# Suche kleines Notebook für LAN und unterwegs...



## einrudelgurken (23. Juni 2011)

*Suche kleines Notebook für LAN und unterwegs...*

Hallo liebe Leute, 
ich suche ein kleines Notebook zum gelegentlichen zocken, was auch mobil ist. 
Ich bin da jetzt schon eine ganze Weile hinter dem Alienware m11x her. Nun habe ich da ein paar Fragen zu.
Es gibt jetzt ja eine neue Revision. Dazu habe ich eine Frage zu den Prozessoren. Welchen sollte man da nehmen, es gibt einmal den i5-2537m oder den i7-2617m, habe natürlich schon bei Notebookcheck geguckt, aber da blicke ich nicht durch. 
Der i7 kostet satte 200€ Aufpreis, lohnt sich das? 
Zusätzlich hat die GraKa(gt540m)  dann 2gb anstatt 1nem. Macht das einen Unterschied?
Den Rest wollte ich in der Standardkonfiguration lassen und selber auf 4gb RAM und 500gb Festplatte aufrüsten. 
Das System würde so ca. 1100€ mit i5 kosten und ca. 1300€ mit i7. 

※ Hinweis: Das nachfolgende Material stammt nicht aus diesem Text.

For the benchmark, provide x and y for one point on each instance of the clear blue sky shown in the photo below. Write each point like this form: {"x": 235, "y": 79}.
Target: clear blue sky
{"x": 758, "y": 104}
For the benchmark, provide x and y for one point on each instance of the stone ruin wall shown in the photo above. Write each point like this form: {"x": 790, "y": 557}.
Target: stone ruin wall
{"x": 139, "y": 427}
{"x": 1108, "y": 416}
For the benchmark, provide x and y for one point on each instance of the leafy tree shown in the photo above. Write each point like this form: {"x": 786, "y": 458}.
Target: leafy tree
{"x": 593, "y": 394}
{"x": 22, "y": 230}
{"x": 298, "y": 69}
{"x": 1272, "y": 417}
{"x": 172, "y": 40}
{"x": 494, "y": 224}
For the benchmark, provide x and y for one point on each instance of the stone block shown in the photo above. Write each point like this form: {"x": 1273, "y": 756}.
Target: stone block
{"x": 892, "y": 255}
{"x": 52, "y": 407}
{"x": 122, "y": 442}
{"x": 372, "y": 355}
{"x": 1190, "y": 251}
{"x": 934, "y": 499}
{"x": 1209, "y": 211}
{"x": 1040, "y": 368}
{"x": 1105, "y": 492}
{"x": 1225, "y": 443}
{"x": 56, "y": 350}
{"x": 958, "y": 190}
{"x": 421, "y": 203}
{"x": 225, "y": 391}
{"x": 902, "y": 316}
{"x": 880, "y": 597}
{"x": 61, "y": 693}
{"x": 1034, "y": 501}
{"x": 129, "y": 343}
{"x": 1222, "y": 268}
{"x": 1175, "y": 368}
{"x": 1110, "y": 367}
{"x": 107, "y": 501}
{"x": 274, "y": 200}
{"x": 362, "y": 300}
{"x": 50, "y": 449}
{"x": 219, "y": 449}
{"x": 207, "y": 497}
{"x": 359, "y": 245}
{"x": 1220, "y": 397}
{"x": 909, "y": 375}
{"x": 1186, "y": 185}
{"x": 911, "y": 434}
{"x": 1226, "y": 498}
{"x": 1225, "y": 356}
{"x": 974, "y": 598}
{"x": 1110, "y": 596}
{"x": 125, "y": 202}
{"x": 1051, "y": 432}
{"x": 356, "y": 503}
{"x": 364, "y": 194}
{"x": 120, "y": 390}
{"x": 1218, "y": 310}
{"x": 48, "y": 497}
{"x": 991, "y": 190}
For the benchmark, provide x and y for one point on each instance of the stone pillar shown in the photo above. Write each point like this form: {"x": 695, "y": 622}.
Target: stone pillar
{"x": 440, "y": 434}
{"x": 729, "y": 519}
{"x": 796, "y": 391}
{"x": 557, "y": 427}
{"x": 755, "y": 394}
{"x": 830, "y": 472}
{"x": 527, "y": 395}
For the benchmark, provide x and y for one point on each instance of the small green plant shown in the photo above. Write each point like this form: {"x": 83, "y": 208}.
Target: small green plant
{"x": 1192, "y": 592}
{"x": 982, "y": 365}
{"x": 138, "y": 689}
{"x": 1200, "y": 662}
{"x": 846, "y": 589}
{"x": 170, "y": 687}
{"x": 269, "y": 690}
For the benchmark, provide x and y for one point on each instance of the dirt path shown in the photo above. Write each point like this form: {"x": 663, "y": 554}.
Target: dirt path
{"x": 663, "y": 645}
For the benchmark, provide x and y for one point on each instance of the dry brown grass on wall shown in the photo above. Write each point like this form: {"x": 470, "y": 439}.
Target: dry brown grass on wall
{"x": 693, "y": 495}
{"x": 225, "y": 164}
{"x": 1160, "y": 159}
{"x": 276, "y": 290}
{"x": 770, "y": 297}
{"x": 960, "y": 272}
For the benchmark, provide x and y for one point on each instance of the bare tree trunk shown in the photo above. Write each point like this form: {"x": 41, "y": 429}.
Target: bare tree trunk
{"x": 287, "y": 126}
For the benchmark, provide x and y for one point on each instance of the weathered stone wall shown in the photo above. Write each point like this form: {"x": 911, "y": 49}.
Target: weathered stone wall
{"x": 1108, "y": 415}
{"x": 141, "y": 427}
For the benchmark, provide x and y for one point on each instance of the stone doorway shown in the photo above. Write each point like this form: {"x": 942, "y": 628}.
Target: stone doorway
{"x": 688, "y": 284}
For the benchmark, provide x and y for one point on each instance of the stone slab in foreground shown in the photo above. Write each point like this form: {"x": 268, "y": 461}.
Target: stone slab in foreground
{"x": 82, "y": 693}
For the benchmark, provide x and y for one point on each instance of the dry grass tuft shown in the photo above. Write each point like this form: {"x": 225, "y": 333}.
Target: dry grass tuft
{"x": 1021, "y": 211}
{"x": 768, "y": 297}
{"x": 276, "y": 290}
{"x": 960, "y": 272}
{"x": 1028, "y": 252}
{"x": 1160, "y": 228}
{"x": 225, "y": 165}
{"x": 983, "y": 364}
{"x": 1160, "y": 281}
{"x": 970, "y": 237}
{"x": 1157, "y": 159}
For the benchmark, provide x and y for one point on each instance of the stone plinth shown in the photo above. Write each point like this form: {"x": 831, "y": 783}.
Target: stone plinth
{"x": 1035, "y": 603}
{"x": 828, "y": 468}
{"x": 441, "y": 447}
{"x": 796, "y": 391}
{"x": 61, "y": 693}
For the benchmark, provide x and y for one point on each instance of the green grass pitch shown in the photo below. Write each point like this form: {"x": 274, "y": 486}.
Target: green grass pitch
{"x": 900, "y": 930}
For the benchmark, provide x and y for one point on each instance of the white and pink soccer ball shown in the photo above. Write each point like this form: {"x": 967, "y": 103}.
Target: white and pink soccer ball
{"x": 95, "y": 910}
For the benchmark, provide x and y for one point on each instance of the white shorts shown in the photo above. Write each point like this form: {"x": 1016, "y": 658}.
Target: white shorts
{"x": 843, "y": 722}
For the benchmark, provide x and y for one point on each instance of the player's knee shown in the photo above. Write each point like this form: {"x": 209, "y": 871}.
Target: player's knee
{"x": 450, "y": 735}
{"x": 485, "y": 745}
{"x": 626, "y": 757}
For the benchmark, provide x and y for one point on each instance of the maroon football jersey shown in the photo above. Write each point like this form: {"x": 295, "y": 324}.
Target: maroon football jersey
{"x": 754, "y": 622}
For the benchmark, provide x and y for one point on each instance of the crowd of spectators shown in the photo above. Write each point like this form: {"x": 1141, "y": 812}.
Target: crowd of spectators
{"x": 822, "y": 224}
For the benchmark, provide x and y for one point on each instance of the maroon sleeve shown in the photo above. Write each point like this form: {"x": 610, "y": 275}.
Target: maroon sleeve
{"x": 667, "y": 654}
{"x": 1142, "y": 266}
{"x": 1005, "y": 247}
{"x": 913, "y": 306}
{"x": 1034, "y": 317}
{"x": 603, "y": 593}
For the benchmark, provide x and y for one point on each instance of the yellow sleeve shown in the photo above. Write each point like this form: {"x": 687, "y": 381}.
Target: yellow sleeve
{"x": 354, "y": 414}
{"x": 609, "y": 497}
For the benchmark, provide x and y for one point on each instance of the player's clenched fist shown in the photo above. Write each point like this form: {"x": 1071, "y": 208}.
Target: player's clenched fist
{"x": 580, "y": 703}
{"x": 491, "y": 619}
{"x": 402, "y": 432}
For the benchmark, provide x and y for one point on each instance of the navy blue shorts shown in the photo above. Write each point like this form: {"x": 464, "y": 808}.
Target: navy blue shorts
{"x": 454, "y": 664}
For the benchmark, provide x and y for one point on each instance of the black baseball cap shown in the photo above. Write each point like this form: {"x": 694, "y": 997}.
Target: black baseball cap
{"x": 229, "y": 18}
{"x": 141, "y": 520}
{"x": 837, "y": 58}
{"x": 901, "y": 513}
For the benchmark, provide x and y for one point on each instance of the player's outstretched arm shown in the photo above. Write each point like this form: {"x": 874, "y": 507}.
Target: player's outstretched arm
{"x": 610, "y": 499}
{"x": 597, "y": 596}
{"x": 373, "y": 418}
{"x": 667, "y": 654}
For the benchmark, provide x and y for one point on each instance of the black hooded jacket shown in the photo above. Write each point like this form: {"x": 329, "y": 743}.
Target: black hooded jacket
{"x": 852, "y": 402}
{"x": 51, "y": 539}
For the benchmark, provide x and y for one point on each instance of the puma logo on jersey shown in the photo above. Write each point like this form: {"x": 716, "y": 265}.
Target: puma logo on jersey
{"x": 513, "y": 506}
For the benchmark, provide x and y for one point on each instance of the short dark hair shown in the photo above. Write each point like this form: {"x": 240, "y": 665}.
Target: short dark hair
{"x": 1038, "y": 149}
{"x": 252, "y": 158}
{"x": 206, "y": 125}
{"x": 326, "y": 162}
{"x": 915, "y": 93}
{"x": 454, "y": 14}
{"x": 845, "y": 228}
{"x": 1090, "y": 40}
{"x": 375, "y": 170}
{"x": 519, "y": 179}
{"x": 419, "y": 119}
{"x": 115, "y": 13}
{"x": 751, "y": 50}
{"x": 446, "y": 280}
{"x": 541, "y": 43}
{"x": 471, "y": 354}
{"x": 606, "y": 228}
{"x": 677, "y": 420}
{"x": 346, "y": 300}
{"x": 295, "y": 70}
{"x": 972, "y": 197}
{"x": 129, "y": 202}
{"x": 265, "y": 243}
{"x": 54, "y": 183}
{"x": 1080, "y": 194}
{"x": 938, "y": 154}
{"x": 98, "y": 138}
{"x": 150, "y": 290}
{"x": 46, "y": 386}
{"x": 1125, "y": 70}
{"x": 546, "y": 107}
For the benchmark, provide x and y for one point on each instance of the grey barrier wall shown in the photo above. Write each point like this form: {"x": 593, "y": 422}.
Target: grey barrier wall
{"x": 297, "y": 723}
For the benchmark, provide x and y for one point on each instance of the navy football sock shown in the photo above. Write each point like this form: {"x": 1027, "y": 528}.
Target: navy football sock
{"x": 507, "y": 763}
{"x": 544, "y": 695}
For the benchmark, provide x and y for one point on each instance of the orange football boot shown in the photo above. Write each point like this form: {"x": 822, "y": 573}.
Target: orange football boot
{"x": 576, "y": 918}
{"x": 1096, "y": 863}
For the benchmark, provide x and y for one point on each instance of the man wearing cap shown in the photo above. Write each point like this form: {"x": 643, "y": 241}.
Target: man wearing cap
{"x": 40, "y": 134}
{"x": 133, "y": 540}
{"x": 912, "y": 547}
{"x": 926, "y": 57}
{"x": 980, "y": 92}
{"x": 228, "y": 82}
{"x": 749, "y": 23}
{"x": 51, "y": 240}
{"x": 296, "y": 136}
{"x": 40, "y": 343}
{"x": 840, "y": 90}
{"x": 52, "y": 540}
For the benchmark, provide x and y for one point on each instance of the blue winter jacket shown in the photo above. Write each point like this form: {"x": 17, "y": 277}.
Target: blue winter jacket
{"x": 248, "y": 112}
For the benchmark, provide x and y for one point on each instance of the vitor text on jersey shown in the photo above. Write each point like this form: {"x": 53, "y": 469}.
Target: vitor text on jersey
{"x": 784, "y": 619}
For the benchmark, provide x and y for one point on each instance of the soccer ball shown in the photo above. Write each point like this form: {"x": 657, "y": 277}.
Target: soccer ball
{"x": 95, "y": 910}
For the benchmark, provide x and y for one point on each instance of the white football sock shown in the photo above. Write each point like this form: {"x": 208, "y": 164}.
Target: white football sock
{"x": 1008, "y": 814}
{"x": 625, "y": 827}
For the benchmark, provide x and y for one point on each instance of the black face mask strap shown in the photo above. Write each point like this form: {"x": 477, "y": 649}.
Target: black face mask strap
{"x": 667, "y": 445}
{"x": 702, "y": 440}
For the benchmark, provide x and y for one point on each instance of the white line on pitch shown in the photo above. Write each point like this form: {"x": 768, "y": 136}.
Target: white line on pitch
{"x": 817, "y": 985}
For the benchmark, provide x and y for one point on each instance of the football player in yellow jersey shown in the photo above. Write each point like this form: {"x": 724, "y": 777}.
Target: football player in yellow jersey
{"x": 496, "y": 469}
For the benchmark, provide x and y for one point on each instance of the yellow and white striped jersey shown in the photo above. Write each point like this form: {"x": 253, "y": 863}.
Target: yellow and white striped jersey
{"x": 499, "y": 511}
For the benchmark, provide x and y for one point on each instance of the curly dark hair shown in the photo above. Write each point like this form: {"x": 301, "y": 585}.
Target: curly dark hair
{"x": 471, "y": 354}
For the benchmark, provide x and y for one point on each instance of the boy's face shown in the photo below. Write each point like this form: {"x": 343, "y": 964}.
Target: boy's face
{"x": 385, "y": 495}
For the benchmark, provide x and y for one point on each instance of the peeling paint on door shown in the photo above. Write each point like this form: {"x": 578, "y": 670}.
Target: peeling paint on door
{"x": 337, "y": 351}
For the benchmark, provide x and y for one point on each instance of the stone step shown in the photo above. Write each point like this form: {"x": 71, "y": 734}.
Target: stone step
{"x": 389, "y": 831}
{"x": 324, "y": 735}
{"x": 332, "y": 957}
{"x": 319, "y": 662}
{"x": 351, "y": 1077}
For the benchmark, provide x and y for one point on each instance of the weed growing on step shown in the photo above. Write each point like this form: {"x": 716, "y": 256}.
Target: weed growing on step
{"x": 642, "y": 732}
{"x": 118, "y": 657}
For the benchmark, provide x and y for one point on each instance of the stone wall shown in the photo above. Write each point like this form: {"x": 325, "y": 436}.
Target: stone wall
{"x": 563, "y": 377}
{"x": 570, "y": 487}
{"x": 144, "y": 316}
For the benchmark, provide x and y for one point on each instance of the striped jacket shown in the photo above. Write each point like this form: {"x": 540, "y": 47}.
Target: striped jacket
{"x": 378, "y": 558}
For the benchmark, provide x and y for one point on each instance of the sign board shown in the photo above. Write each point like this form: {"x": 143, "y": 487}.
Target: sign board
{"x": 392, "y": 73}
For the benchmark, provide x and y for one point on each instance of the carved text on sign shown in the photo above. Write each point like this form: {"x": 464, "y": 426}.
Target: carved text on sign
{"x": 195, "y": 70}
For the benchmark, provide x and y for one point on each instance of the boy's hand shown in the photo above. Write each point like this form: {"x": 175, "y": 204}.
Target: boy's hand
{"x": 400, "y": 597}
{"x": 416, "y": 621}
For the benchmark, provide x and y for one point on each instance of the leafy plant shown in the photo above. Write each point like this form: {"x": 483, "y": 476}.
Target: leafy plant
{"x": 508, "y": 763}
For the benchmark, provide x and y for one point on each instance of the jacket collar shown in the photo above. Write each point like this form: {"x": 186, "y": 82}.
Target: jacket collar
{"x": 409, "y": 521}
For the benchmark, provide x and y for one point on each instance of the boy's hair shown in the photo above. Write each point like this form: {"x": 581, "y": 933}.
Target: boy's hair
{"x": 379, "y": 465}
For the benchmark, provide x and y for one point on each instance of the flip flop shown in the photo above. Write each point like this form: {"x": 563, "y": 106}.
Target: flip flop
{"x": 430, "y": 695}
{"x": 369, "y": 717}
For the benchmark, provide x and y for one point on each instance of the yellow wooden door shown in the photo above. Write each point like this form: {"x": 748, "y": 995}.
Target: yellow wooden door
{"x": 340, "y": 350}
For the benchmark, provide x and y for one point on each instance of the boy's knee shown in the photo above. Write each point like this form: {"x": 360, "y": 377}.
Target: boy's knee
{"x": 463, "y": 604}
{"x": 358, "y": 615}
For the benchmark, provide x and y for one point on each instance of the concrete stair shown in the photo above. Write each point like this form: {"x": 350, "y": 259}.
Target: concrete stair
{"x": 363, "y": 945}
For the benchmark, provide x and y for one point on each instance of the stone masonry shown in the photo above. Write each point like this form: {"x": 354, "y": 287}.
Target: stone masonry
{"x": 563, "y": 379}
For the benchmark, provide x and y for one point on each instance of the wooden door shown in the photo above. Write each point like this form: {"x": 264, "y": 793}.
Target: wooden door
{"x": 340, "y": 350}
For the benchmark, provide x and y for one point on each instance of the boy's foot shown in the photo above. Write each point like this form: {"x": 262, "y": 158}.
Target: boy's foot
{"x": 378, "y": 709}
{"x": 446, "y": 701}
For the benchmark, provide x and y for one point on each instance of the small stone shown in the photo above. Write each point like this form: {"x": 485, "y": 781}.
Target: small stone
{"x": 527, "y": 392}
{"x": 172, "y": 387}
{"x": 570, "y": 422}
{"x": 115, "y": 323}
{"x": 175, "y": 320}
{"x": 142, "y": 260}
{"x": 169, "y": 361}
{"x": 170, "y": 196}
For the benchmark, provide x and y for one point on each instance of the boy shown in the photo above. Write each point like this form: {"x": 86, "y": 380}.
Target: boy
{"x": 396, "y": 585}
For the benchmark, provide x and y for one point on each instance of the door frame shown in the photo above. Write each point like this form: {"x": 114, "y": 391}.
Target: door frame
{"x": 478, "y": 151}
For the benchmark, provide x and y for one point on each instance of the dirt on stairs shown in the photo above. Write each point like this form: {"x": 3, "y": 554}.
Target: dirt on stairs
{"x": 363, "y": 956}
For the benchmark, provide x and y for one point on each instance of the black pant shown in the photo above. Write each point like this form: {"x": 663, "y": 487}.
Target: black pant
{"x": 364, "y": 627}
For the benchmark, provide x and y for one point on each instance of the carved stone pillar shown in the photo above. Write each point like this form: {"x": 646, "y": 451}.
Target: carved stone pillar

Bei Conrad und auch jetzt bei Dell gibt es die 1. Revision mit SU 7300 und gt335m, 4gb RAM und 500gb HDD für 699€ bzw. 649€. 

Was meint ihr, wäre die bessere Investition? 
Ich möchte ab und zu auf ner LAN SC2, CoD 4,5,6,7 spielen und bei meinen Verwanten, wo ich ab und zu mal bin Spiele wie Gothic und Risen spielen. Sonst zu Hause aufm Sofa Office, Mozilla etc. machen. 
Mir ist schon klar, das man auch mit diesem Teil nicht bestens spielen kann, aber für zu Hause habe ich ja meinen richtigen PC. 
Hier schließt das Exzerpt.